Lake, Appointee at National Security Council, Worked With Carter With PM-Clinton Bjt
WASHINGTON (AP) _ Anthony Lake, named as President-elect Clinton’s national security adviser, has hands-on government experience combined with a more recent professor’s perspective.
Lake is currently professor of international relations at Mount Holyoke College in Hadley, Mass. He served as director of policy planning at the State Department during the Carter administration, acting as a close adviser to then-Secretary of State Cyrus Vance.
Lake, 53, joined the State Department in 1962. He served in Vietnam as a foreign service officer, then joined the staff of Henry Kissinger who was named national security adviser to President Nixon. Lake quit the government to protest the U.S. invasion of Cambodia in 1970.
″Two hardship posts″ was how Clinton on Tuesday described Lake’s experience in Vietnam and with Kissinger, commenting at a news conference announcing appointments.

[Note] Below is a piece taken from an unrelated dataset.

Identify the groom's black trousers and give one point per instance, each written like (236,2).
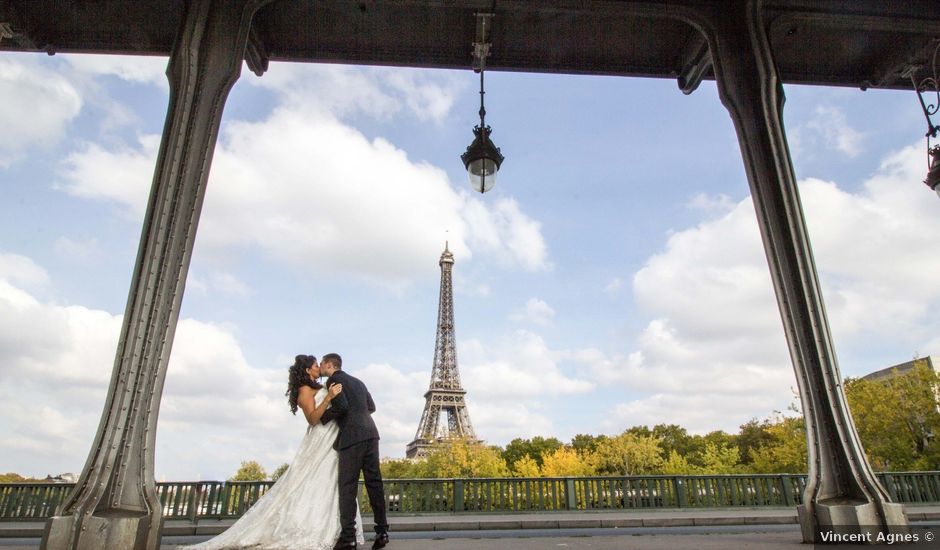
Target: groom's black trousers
(360,457)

After leaving government, Lake went to work for Sen. Edmund Muskie in his unsuccessful presidential effort.
In 1976, he became Jimmy Carter’s international affairs adviser during the transition from the Ford administration, then was named director of policy planning at the State Department in 1977.

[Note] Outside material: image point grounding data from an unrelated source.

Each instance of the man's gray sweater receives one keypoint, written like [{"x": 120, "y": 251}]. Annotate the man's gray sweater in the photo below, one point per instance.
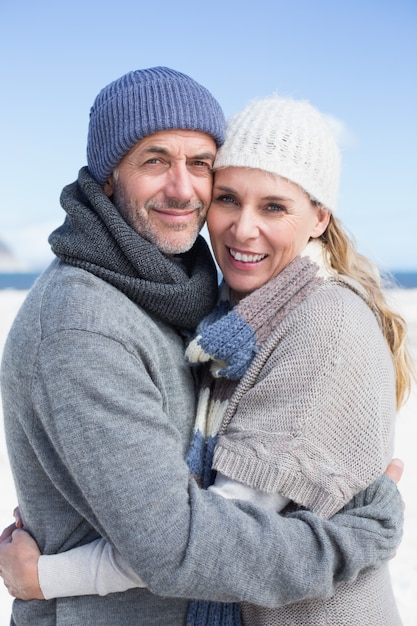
[{"x": 98, "y": 408}]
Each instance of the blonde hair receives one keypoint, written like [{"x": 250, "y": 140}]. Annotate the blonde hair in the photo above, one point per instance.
[{"x": 345, "y": 259}]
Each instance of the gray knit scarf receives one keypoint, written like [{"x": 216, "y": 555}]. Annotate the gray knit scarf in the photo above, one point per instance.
[{"x": 95, "y": 237}]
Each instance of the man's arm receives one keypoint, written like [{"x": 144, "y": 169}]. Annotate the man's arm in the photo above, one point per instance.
[
  {"x": 139, "y": 497},
  {"x": 97, "y": 568}
]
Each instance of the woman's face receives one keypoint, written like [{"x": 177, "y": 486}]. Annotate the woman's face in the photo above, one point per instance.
[{"x": 258, "y": 224}]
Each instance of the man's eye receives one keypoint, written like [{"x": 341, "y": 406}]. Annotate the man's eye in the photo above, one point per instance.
[
  {"x": 226, "y": 198},
  {"x": 202, "y": 164},
  {"x": 275, "y": 208}
]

When Carter was defeated, Lake joined the faculty of Amherst College as a professor of international relations, moving to nearby Mount Holyoke in 1984, where he has taught until now.

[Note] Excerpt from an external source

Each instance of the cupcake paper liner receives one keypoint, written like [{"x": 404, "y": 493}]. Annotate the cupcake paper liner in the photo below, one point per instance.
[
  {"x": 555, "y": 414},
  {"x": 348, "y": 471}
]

He has known Clinton since working with him on George McGovern’s presidential campaign in 1972. Lake has written extensively, and is known to favor a strong United Nations as a vehicle for solving international problems.
″He is a creative and imaginative thinker,″ said Catherine Kelleher, a defense and foreign policy scholar at the Brookings Institution. She served with him in government.
Some clues to Lake’s thinking about foreign policy can be found in a book he wrote three years ago about the 1979 fall of Nicaragua’s Anastasio Somoza - as a case study of how U.S. foreign policy was made and bungled.
Lake concluded that on balance, political appointees had too much sway over the professionals in the Carter administration who urged that the United States force Somoza to resign.